If you were to look through the majority of reviews written about Sigur Rós, a noticeable pattern of adjectives begins to emerge. As my PopMatters colleague humorously pointed out earlier this year, “glacial” is one word you’re likely to find in every other review, if not every one. Some others might be “cinematic”, “expansive”, “lush”, or any like synonym. In my reading, the one I’ve encountered the most is the simplest, but no doubt the most accurate: “beautiful”. Ever since this Icelandic four-piece blew the world away with the international release of Ágætis byrjun at the start of the new millennium, it’s the one thing they’ve never stopped being. They have matured over the course of their six studio outings, at times trading in their widescreen sonic landscapes for straightforward, almost rockish songwriting, but they’ve never ceased making deeply beautiful music. A concise track like “Hoppípolla” still retains the stunning power of their longer, more formless compositions. That’s but one of many reasons why they’ve continued to be a driving force in modern music; though “beautiful” has been used to describe many records in different genres, no one does beauty quite like Sigur Rós. It’s unmistakable, unparalleled, and unmatched. Given the group’s proficiency, they’ve managed to keep this beauty feeling fresh and new with every release, without merely recycling what made their previous albums so strong. Með suð í eyrum við spilum endalaust is a markedly different piece of music than Takk…, just as the latter deviated significantly from ().

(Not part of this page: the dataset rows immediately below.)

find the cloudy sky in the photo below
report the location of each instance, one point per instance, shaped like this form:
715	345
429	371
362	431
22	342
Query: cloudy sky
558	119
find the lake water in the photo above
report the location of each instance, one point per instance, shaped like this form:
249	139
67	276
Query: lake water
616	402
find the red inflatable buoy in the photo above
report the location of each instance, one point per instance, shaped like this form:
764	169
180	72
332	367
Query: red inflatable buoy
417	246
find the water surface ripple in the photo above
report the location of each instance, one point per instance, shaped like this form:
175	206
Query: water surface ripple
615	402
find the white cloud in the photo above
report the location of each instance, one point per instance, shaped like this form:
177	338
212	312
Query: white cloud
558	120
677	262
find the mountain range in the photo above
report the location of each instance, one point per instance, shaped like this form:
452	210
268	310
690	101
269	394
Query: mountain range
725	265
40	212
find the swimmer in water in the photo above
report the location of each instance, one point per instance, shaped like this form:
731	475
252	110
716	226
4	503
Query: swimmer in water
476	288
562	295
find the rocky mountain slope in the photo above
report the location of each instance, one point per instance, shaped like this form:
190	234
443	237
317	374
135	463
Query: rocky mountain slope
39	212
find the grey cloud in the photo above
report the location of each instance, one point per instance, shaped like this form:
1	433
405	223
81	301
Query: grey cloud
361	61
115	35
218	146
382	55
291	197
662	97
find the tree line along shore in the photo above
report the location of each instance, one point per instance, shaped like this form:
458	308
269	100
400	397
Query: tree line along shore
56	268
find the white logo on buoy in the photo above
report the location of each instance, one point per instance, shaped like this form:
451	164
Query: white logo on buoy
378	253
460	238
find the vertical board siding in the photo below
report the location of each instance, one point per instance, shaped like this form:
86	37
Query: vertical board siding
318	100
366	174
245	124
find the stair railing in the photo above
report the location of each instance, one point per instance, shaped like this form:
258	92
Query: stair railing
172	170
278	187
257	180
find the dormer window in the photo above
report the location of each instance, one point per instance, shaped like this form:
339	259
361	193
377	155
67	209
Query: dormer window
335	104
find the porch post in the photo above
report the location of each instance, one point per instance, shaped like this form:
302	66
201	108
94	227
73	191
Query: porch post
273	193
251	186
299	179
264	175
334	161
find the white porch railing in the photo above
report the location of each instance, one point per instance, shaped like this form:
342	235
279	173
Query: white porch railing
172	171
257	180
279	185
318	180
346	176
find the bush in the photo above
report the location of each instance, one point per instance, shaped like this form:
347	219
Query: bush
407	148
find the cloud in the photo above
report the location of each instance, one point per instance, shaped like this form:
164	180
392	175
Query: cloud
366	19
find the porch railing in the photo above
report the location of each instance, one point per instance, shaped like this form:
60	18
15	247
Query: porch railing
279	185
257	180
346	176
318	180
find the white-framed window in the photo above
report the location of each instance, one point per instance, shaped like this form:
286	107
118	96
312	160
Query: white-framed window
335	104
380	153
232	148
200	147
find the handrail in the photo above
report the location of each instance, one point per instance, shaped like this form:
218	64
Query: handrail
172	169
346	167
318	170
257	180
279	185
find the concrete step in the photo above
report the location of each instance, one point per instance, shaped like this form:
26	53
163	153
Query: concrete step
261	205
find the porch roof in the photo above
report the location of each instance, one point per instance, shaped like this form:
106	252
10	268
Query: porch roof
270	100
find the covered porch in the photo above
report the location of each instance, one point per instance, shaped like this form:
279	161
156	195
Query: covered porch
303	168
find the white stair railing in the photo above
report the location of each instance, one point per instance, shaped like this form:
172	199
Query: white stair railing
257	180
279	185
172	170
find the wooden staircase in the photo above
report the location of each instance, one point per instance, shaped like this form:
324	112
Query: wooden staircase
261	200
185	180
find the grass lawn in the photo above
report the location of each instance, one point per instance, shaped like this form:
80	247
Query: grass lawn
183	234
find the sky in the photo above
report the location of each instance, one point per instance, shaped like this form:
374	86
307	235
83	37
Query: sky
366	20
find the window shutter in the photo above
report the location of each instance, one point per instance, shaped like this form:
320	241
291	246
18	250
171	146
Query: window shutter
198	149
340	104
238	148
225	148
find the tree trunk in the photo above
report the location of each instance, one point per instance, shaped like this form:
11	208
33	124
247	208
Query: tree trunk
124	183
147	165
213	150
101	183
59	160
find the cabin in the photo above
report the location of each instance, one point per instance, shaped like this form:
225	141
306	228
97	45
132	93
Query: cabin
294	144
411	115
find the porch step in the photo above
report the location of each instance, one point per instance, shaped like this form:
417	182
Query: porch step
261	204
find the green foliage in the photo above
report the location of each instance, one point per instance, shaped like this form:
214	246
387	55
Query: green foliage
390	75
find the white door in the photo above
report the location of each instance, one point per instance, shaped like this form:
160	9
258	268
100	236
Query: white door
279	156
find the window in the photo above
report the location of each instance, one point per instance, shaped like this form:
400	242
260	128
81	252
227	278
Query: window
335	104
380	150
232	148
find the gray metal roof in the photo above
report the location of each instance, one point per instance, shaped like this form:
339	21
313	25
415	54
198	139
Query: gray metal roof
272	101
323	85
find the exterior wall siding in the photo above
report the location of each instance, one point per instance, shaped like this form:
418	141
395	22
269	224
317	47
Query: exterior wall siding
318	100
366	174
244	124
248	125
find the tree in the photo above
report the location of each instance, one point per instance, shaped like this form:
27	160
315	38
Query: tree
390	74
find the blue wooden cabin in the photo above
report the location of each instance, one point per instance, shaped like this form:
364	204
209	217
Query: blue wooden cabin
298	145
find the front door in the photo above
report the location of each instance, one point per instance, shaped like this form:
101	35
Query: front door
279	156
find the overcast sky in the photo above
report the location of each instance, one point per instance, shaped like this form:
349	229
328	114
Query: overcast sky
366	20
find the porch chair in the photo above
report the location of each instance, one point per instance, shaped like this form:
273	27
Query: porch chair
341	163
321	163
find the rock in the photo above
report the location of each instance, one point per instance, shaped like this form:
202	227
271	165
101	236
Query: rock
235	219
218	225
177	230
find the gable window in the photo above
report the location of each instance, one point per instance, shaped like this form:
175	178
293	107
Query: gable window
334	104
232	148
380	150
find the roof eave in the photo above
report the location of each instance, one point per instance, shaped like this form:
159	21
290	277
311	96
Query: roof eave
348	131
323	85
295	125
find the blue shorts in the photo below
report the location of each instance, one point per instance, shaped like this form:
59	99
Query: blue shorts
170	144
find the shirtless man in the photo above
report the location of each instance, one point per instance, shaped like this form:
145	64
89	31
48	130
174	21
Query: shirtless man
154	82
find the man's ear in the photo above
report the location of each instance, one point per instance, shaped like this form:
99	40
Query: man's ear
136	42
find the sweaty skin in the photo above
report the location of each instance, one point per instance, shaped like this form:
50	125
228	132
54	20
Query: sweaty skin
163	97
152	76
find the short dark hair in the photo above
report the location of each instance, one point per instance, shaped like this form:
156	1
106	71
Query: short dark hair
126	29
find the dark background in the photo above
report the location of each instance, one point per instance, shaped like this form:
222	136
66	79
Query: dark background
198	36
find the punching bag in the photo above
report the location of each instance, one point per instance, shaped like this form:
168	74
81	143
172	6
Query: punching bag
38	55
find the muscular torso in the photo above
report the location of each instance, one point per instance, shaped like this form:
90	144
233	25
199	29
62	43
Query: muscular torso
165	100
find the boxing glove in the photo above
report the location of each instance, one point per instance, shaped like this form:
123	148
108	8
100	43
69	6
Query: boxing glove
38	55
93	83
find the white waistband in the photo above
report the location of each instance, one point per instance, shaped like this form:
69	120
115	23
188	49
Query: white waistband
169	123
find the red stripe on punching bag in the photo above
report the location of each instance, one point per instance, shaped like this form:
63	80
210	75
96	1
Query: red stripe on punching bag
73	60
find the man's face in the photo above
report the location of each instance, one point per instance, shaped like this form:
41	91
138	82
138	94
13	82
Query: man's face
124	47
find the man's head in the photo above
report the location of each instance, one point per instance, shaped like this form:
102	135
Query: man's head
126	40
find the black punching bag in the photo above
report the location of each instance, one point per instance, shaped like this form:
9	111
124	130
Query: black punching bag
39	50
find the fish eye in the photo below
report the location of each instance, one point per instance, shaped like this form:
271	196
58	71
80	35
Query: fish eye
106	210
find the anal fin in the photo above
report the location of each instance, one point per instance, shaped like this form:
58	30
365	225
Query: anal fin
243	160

However, with their sixth studio recording, Valtari (“Steamroller”), Sigur Rós may have pushed the boundary of their beauty to its final resting point. In contrast to the song-centric material on their prior two LPs, Valtari is largely non-linear and album-oriented; this is best listened to in one thorough sitting, rather than piece-by piece. It’s easily the most cinematic thing they’ve done since their 2002 masterpiece () (or, “The Brackets Album”), and for those who prefer their earlier stuff this is definitely a solid return to form. Dramatic piano chords, washes of soft guitar tones, and occasional bursts of climactic drumming give this a power that Sigur Rós have come to master. Yet for all of Valtari‘s bluster, it seems like the band have now reached a point where their beauty may have reached its limits.

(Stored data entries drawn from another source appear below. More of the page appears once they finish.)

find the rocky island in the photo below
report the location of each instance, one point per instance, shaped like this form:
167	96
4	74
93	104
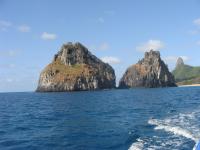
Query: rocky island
74	68
150	72
185	74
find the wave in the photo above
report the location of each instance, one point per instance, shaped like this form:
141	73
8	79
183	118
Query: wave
182	126
173	129
138	145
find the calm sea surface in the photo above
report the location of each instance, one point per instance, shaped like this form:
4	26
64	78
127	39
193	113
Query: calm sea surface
136	119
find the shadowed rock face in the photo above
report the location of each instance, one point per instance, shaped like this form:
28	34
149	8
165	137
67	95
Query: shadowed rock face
150	72
74	68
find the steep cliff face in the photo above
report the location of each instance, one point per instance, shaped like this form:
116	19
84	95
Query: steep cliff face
150	72
74	68
185	74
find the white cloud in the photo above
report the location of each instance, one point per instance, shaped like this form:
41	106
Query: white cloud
4	25
9	80
151	44
9	53
24	28
198	43
194	32
104	46
109	12
173	59
197	22
48	36
111	60
101	20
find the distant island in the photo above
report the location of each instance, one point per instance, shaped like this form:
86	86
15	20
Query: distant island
75	68
185	74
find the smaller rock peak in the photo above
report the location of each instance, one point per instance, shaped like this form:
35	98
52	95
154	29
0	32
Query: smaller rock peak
152	53
179	62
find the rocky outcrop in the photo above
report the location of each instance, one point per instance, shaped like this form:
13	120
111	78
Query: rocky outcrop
150	72
74	68
185	74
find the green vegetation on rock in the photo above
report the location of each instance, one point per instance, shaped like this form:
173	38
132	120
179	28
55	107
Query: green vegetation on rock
185	74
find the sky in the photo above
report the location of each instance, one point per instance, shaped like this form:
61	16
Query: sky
116	31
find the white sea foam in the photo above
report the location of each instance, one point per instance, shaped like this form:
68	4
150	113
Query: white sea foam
181	126
160	125
138	145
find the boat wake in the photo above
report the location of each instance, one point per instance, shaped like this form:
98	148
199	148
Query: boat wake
178	129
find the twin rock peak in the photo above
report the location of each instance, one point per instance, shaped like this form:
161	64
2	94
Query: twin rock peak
75	68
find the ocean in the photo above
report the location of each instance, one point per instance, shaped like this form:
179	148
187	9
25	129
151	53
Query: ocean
132	119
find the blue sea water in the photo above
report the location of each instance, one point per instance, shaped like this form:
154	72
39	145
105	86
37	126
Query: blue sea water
135	119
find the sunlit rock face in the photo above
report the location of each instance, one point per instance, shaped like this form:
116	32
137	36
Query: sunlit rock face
150	72
74	68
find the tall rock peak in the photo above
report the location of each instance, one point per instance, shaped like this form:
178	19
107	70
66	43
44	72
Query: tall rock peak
74	68
151	72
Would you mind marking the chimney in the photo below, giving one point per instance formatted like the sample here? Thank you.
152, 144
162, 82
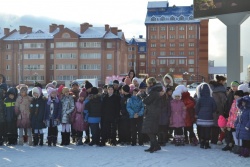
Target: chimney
29, 30
22, 29
6, 31
114, 30
84, 27
106, 27
52, 28
61, 27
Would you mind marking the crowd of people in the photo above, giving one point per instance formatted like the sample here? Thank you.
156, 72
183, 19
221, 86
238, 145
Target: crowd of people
128, 113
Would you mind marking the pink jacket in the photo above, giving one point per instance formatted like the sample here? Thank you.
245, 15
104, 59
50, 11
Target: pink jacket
178, 114
232, 115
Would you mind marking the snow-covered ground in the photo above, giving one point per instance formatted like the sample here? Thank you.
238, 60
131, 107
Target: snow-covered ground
113, 156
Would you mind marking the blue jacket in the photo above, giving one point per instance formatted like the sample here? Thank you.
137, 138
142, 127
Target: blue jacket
135, 105
243, 119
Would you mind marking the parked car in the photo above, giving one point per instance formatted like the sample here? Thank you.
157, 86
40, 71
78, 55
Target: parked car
193, 85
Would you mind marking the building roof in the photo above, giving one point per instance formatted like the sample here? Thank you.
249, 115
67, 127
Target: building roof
156, 14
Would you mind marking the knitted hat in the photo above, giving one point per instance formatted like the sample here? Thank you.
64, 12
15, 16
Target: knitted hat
176, 93
37, 90
50, 90
143, 85
83, 93
239, 93
116, 82
126, 88
222, 122
64, 90
94, 91
235, 83
88, 85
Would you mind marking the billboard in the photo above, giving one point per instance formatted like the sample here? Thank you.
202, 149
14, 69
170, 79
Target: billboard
209, 8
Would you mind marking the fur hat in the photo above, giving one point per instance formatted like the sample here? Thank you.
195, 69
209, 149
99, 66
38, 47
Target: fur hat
83, 93
50, 90
94, 91
222, 122
181, 88
64, 90
176, 93
37, 90
126, 88
88, 85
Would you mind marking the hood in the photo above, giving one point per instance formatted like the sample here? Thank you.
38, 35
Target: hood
4, 79
171, 79
204, 90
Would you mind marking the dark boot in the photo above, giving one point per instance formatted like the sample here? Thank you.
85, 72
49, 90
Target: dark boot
41, 140
35, 139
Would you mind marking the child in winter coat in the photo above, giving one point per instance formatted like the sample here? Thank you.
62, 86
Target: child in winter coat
78, 118
204, 108
22, 109
230, 130
242, 125
67, 108
94, 108
52, 115
37, 110
135, 109
177, 118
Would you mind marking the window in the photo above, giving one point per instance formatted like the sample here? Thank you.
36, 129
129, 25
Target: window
172, 36
181, 28
162, 61
90, 67
163, 28
66, 44
181, 45
181, 61
90, 44
172, 53
66, 56
163, 45
142, 56
153, 45
109, 45
109, 67
153, 61
191, 61
191, 44
172, 45
171, 61
163, 53
142, 64
90, 56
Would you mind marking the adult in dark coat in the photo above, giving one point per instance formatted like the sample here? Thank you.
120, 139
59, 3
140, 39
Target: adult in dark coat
152, 112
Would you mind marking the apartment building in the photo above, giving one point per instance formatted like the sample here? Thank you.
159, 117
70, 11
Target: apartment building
176, 42
62, 53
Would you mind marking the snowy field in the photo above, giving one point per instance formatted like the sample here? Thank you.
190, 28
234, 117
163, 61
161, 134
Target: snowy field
113, 156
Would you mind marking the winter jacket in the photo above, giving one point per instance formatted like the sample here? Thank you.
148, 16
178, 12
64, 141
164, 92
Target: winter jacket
67, 108
135, 105
123, 104
94, 109
22, 109
190, 104
233, 113
53, 111
111, 108
152, 109
37, 111
243, 119
205, 106
178, 114
77, 117
220, 97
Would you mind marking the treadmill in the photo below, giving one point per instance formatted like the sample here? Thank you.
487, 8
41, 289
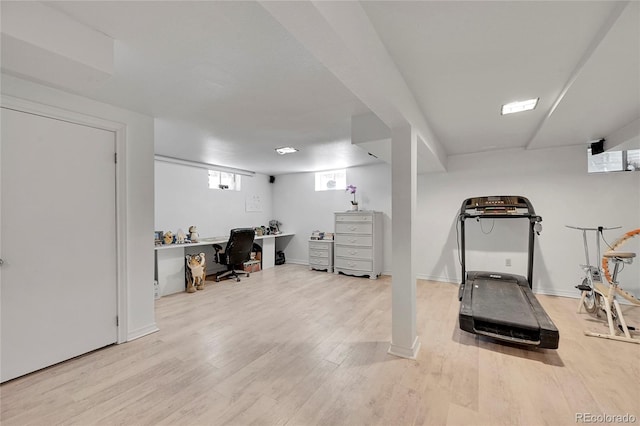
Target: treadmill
499, 305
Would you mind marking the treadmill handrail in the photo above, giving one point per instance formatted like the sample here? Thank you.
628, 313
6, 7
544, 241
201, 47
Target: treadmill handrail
523, 202
530, 214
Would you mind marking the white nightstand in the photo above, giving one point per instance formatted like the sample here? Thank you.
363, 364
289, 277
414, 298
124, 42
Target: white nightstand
321, 255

Now, to be clear: Valtari isn’t merely a reiteration of their older material. There are actually a few cuts here that could end up being career classics, namely the gorgeous, minimalistic closer “Fjögur Píanó”, where several sparse piano lines interweave with each other to create an enchanting finale. Also noteworthy is the incorporation of choral effects on songs like “Êg Anda” and “Dauðalogn”, which adds a grandeur to the already grand music. Moreover, if one is to take the commonly held belief about post-rock, that it often sounds like “music for an imaginary film”, then this is without a doubt the closest thing I’ve imagined to a Sigur Rós film score. The overarching musical motifs and key signatures resonate throughout, and are very captivating. Suffice it to say, this is a very good album; in a particular mood I might even say it’s a great or excellent one, but it’s hard for these musicians to top the masterpieces they put out early on. My first encounter with () is what I will always remember the most about Sigur Rós, and it’s hard for me to imagine the band crafting something richer or more unique than that.
But for all of Valtari‘s strengths, what is significant about it is not how good it is, but rather how it leaves you wondering how Sigur Rós could possibly expand from here. Beautiful though the record may be, it’s not fundamentally different than any of the others preceding it. As mentioned earlier, its closest sonic brethren is (); while Valtari differs in that it lacks the light/dark contrast, in terms of song structure it’s near identical, though in song length it’s more concise. So while this may be an engaging listen, it’s hard to rid of the ghost of the group’s better music out of your head.
For that same reason, however, Valtari is an important release in Sigur Rós’ history. This could be the breaking point for the continued refining of the band’s key formula: do they continue to make pretty dream-pop landscapes for the rest of their career? Do they try to distill it into shorter lengths, maybe even try to write more pop songs? Though many will squabble over which album is Sigur Rós’ best work, there’s a clear continuity in songwriting excellence that appears on each LP, and if that’s any indication then there shouldn’t be much to worry about in terms of maturation. But another possibility to entertain is that given how successful this nonlinear, post-rock format has been, Valtari could be the beginning of a career rut. At the moment, I think we could just be content with this, you guessed it, beautiful piece of music these Icelandic songwriters have graced us without getting too caught up in the future, as difficult as that may be. A masterpiece it isn’t, but Valtari is undeniably significant, as this could be the very moment where Sigur Rós have hit the ceiling of their own beauty.